Es ist bereits der zweite Versuch, den Handelsriesen durch ein Schutzschirmverfahren und den damit verbundenen Schuldenschnitt wieder dauerhaft auf Erfolgskurs zu bringen. Ein erster Anlauf, der 2020 während des ersten Corona-Lockdowns gestartet worden war, hatte dem Unternehmen trotz der Schließung von rund 40 Filialen, des Abbaus von etwa 4000 Stellen und der Streichung von mehr als zwei Milliarden Euro an Schulden nur vorübergehende Entlastung gebracht.

„Warenhäuser verlieren an Bedeutung“

Der Hauptgeschäftsführer des Deutschen Städtetages, Helmut Dedy, betonte, in vielen von Warenhausschließungen betroffenen Städten werde die aktuelle Entwicklung auch als städtebauliche Chance verstanden.

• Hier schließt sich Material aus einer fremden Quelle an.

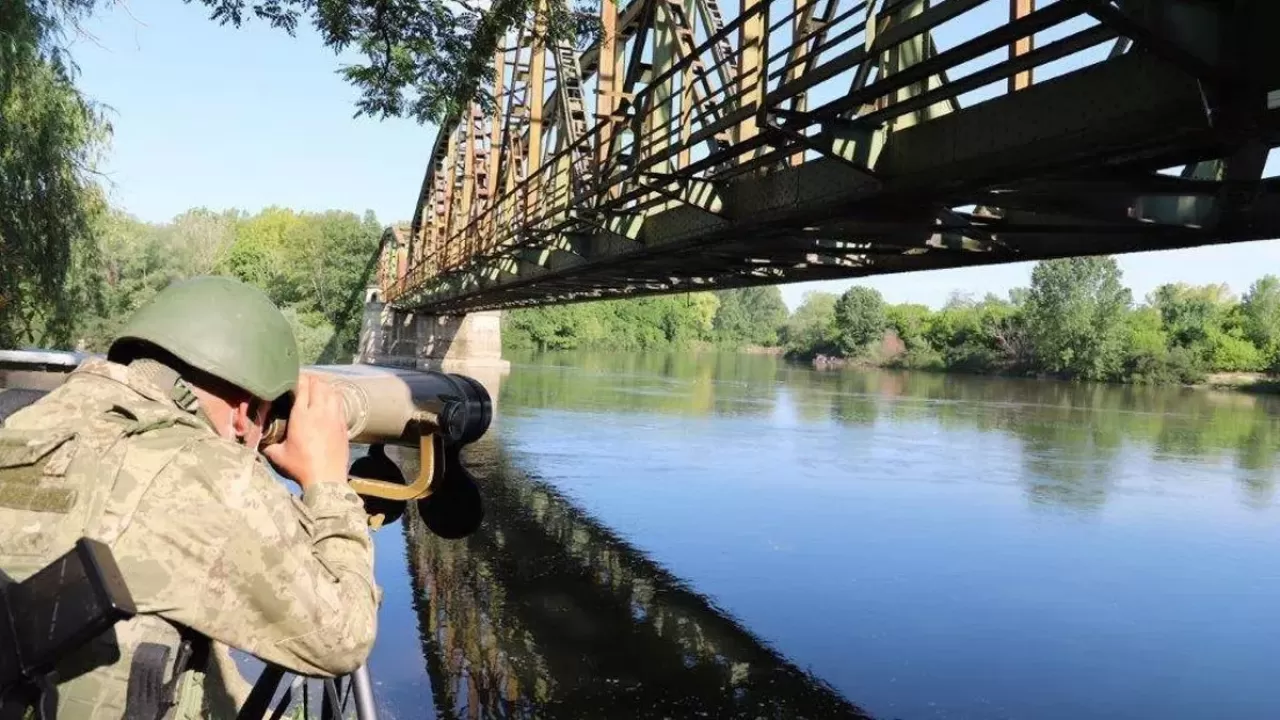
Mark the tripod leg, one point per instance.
(364, 692)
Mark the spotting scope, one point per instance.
(434, 413)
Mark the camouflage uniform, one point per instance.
(205, 536)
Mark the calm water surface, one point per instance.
(726, 536)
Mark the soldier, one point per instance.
(155, 452)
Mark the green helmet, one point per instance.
(227, 328)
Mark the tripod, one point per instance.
(330, 705)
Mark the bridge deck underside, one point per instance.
(1063, 167)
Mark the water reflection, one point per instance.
(544, 613)
(1074, 440)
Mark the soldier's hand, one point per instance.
(315, 449)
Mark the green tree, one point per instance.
(50, 142)
(749, 315)
(1075, 311)
(1261, 318)
(860, 320)
(812, 328)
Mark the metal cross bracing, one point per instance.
(696, 146)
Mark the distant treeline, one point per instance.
(732, 318)
(314, 265)
(1075, 320)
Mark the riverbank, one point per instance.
(1257, 383)
(1243, 382)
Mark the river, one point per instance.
(728, 536)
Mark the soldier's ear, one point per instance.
(242, 418)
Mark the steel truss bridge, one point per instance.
(694, 146)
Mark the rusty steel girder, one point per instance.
(694, 146)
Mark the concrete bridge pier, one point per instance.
(469, 345)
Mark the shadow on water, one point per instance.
(544, 613)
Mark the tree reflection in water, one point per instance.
(544, 613)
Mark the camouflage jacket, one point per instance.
(205, 536)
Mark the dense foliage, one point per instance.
(314, 265)
(1075, 320)
(732, 318)
(50, 139)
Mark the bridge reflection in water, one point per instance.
(544, 613)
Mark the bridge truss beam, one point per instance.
(794, 140)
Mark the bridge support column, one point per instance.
(470, 345)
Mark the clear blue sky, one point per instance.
(210, 115)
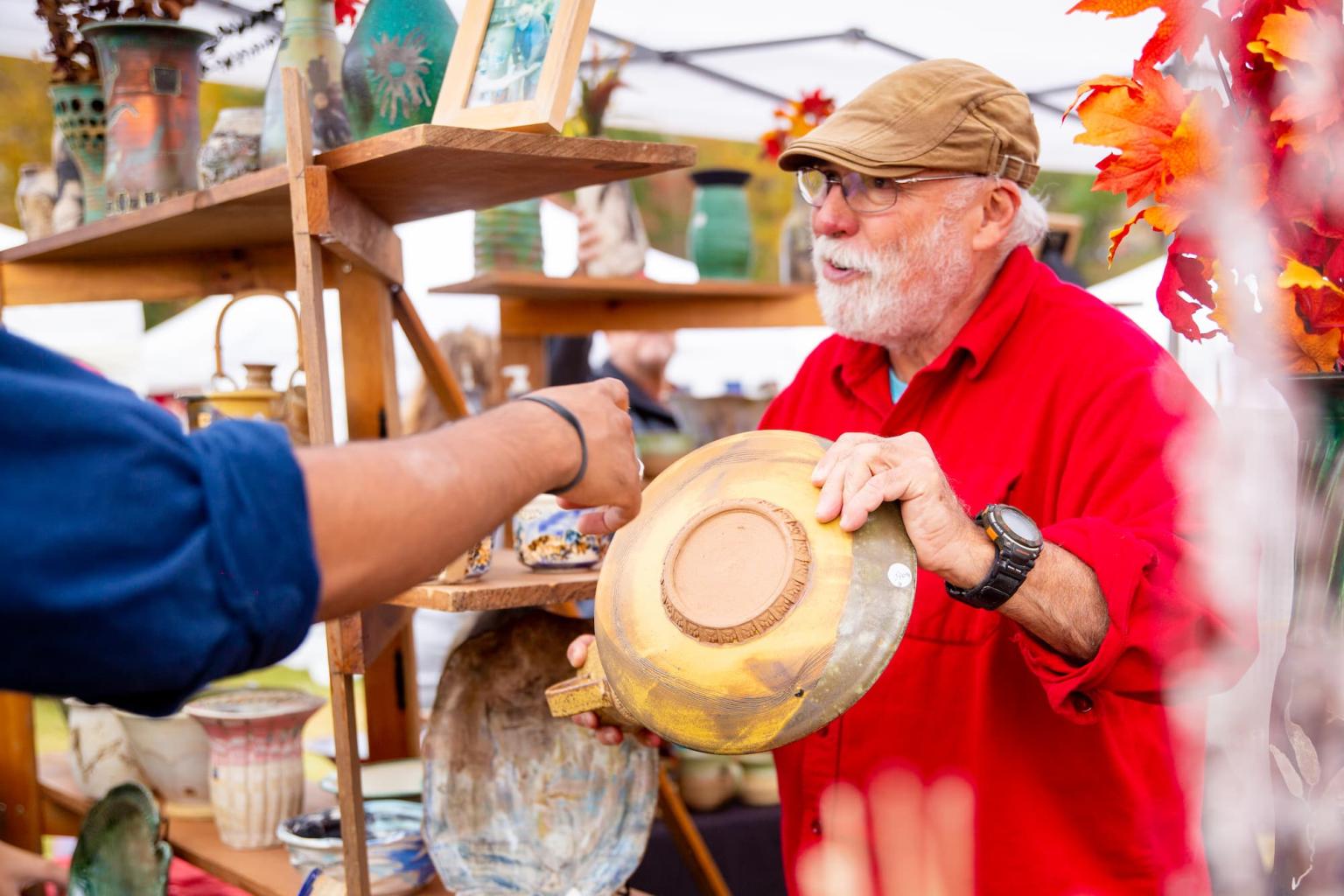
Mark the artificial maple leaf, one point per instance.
(1138, 117)
(1184, 25)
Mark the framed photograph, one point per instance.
(514, 65)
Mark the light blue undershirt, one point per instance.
(898, 386)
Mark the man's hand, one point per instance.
(612, 481)
(860, 472)
(20, 870)
(906, 841)
(609, 735)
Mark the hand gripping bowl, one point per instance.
(727, 618)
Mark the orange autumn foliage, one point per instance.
(1283, 69)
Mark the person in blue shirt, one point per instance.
(140, 564)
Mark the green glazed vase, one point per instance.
(509, 236)
(80, 115)
(308, 43)
(394, 65)
(719, 236)
(118, 852)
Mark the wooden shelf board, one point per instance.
(406, 175)
(506, 586)
(527, 285)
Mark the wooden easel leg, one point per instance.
(20, 798)
(689, 841)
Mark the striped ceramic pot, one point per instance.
(256, 760)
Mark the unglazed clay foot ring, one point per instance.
(734, 571)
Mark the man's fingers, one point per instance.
(577, 652)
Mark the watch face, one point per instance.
(1019, 526)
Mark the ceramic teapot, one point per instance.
(727, 618)
(257, 399)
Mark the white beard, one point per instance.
(900, 300)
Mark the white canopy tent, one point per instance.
(1035, 45)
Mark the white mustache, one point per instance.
(840, 254)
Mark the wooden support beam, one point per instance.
(348, 228)
(438, 374)
(20, 801)
(158, 278)
(687, 840)
(527, 318)
(308, 277)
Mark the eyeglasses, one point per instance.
(864, 193)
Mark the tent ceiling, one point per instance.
(1035, 45)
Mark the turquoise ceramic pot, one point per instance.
(394, 65)
(721, 226)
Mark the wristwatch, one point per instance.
(1016, 547)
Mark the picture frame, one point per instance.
(514, 65)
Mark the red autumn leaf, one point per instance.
(1184, 25)
(1138, 117)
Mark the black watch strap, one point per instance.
(1012, 564)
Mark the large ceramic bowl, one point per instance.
(547, 537)
(398, 861)
(173, 754)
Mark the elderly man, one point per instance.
(1023, 426)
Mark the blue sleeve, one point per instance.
(137, 564)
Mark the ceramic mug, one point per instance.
(547, 537)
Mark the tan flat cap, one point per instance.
(945, 115)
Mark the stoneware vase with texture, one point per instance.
(308, 43)
(173, 754)
(516, 801)
(621, 240)
(719, 236)
(256, 760)
(100, 750)
(80, 115)
(234, 145)
(394, 65)
(150, 80)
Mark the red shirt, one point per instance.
(1053, 402)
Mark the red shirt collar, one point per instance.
(987, 328)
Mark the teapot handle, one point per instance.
(588, 692)
(220, 332)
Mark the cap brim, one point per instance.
(802, 153)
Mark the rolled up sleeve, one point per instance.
(142, 564)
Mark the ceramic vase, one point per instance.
(100, 748)
(35, 200)
(394, 65)
(398, 860)
(233, 148)
(719, 236)
(118, 852)
(1306, 715)
(80, 113)
(150, 73)
(256, 760)
(796, 245)
(516, 801)
(173, 754)
(308, 43)
(508, 236)
(547, 537)
(614, 218)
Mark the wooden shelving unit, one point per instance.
(318, 222)
(327, 222)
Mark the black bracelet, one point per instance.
(573, 421)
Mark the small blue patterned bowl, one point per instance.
(398, 861)
(547, 537)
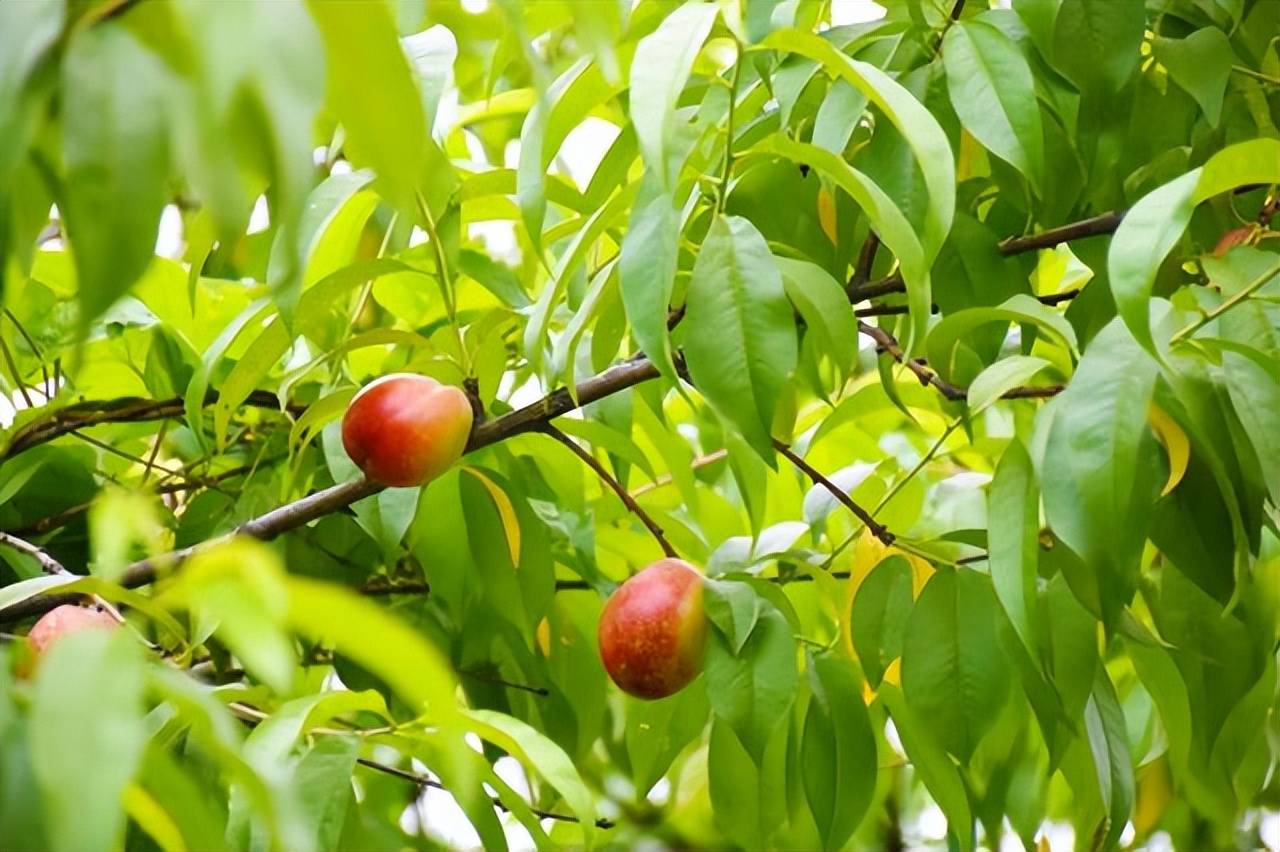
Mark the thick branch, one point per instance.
(877, 528)
(627, 500)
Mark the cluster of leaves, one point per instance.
(910, 333)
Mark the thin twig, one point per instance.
(35, 351)
(488, 678)
(863, 269)
(424, 781)
(17, 376)
(919, 466)
(608, 479)
(667, 479)
(728, 138)
(1256, 284)
(48, 563)
(877, 528)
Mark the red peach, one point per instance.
(64, 621)
(405, 429)
(653, 630)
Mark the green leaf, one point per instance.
(1150, 230)
(923, 134)
(931, 761)
(530, 746)
(1155, 224)
(748, 796)
(323, 781)
(647, 271)
(1109, 745)
(659, 71)
(1000, 378)
(886, 219)
(1096, 462)
(432, 54)
(882, 607)
(657, 731)
(117, 149)
(952, 667)
(1201, 63)
(822, 302)
(373, 94)
(993, 94)
(837, 751)
(565, 104)
(753, 690)
(375, 640)
(248, 372)
(1013, 541)
(946, 337)
(83, 763)
(734, 608)
(1096, 42)
(740, 334)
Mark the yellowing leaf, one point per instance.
(543, 636)
(152, 819)
(827, 213)
(506, 511)
(868, 553)
(1175, 443)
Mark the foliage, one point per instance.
(917, 334)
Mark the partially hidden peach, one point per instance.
(64, 621)
(653, 630)
(1233, 238)
(405, 429)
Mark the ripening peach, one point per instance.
(653, 630)
(405, 429)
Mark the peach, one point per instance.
(405, 429)
(653, 630)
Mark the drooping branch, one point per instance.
(424, 781)
(1092, 227)
(608, 479)
(877, 528)
(127, 410)
(888, 343)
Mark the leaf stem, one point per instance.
(728, 138)
(924, 459)
(1256, 284)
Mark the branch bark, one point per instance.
(877, 528)
(127, 410)
(627, 500)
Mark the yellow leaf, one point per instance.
(868, 553)
(1155, 793)
(543, 636)
(152, 819)
(506, 511)
(827, 213)
(1175, 443)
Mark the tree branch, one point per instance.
(890, 344)
(627, 500)
(424, 781)
(48, 563)
(877, 528)
(127, 410)
(1092, 227)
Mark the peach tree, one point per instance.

Der Geschäftsführer des Instituts für Handelsforschung, Boris Hedde, sagte unserer Redaktion: „Die Warenhäuser verlieren seit Jahrzehnten an Bedeutung. Und die Corona-Pandemie hat die Entwicklung noch einmal drastisch beschleunigt.“ Früher hätten die Kaufhäuser durch die angebotene Warenvielfalt beeindruckt. Aber das sei vorbei. „Wer ein breites Sortiment sucht, geht heute ins Internet.“

Karin Eksen, Geschäftsführerin des Handelsverbandes NRW Westfalen-Münsterland. Foto: Oliver Werner

Drei Fragen an Karin Eksen

Karin Eksen begleitet als Geschäftsführerin des Handelsverbandes NRW Westfalen-Münsterland seit Jahren das Auf und Ab des Einzelhandels in der Region – besonders auch das Ringen um die Warenhäuser in Münster.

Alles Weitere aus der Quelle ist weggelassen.